Cresset’s Spark CSD Fragment Database can be used within Spark as an exciting and powerful way of generating novel and diverse structures for your project.
Spark is a bioisostere replacement tool. It uses the electrostatic and steric properties of molecules to rank new scaffolds and R-groups in the chemical context in which they will be synthesised. Using Cresset’s field technology, based on the XED force field, Spark is a highly efficient and rich source of new directions for a project.
A major advantage of Spark is that it scores each potential replacement in context. Each candidate replacement fragment is merged into the starting molecule before scoring using electrostatics and shape.
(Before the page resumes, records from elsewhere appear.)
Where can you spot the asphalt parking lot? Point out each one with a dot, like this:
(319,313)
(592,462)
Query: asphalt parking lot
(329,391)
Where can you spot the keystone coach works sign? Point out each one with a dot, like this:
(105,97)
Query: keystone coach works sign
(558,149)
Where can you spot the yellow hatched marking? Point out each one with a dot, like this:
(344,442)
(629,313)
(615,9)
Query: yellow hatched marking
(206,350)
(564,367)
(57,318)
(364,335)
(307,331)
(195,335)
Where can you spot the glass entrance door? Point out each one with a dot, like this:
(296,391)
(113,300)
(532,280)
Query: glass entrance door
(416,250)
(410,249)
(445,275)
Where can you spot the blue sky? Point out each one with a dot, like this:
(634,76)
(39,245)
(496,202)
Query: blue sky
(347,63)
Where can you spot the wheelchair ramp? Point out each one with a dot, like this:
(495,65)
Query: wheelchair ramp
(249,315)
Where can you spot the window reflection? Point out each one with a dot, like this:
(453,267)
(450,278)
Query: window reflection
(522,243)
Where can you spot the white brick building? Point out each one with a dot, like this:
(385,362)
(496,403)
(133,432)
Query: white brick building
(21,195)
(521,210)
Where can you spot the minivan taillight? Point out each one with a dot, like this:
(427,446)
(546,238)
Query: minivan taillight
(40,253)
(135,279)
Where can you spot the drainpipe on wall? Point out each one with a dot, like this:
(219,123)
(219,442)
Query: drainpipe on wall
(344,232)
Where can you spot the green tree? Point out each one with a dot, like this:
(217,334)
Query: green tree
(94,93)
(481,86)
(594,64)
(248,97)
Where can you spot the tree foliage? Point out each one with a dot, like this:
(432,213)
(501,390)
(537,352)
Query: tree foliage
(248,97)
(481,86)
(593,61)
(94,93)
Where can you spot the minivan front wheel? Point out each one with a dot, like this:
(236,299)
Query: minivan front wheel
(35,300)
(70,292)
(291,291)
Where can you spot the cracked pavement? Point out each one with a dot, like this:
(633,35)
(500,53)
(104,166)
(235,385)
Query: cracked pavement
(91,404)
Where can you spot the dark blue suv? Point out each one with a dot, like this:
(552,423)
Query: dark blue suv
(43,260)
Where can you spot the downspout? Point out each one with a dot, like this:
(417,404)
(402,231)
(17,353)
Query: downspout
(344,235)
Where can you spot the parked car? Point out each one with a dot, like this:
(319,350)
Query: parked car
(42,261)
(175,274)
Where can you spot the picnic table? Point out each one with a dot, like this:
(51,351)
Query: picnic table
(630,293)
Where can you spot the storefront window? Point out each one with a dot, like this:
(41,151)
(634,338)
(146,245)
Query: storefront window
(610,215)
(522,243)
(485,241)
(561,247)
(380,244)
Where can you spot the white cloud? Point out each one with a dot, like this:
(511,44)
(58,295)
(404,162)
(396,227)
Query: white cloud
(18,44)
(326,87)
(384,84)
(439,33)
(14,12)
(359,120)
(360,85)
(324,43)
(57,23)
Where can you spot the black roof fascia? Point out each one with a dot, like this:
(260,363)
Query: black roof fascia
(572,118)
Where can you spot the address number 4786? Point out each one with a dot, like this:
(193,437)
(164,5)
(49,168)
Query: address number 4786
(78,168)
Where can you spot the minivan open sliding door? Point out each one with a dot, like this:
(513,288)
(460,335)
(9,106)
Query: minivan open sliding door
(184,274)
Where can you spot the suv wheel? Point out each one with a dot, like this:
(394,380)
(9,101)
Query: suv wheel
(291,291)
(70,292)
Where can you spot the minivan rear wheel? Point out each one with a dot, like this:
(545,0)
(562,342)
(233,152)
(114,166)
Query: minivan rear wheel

While most Spark databases use calculated conformations for the shapes of the fragments, the Spark CSD fragment database uses the experimentally-determined and expert-curated fragments and conformations from the CSD as a source of novelty giving you confidence in the conformation of the new fragment.
Using the Spark CSD Fragment Database in Spark you can:
- perform scaffold hopping on known active compounds
- explore new R-groups and scaffolds from the CSD
- use experimentally proven fragment conformations in your molecules.
Example: Finding bioisosteres of Sumatriptan
Cresset’s Spark was used to search the Spark CSD Fragment Database to identify potential R-group replacements of the sulphonamide group of Sumatriptan (circled in red).
Both aromatic and aliphatic alternative R-groups were identified by Spark among the top ranking results. These compounds are similar to Sumatriptan in terms of whole molecule electrostatic and steric properties, and are accordingly potential bioisosteres of this starting structure.
The most interesting results are shown below, together with the relevant field points and the negative electrostatic field surrounding the compounds. These were calculated using Cresset’s field technology.
A valid CSD-System license is required for use of this database. The database is provided in Cresset’s format only.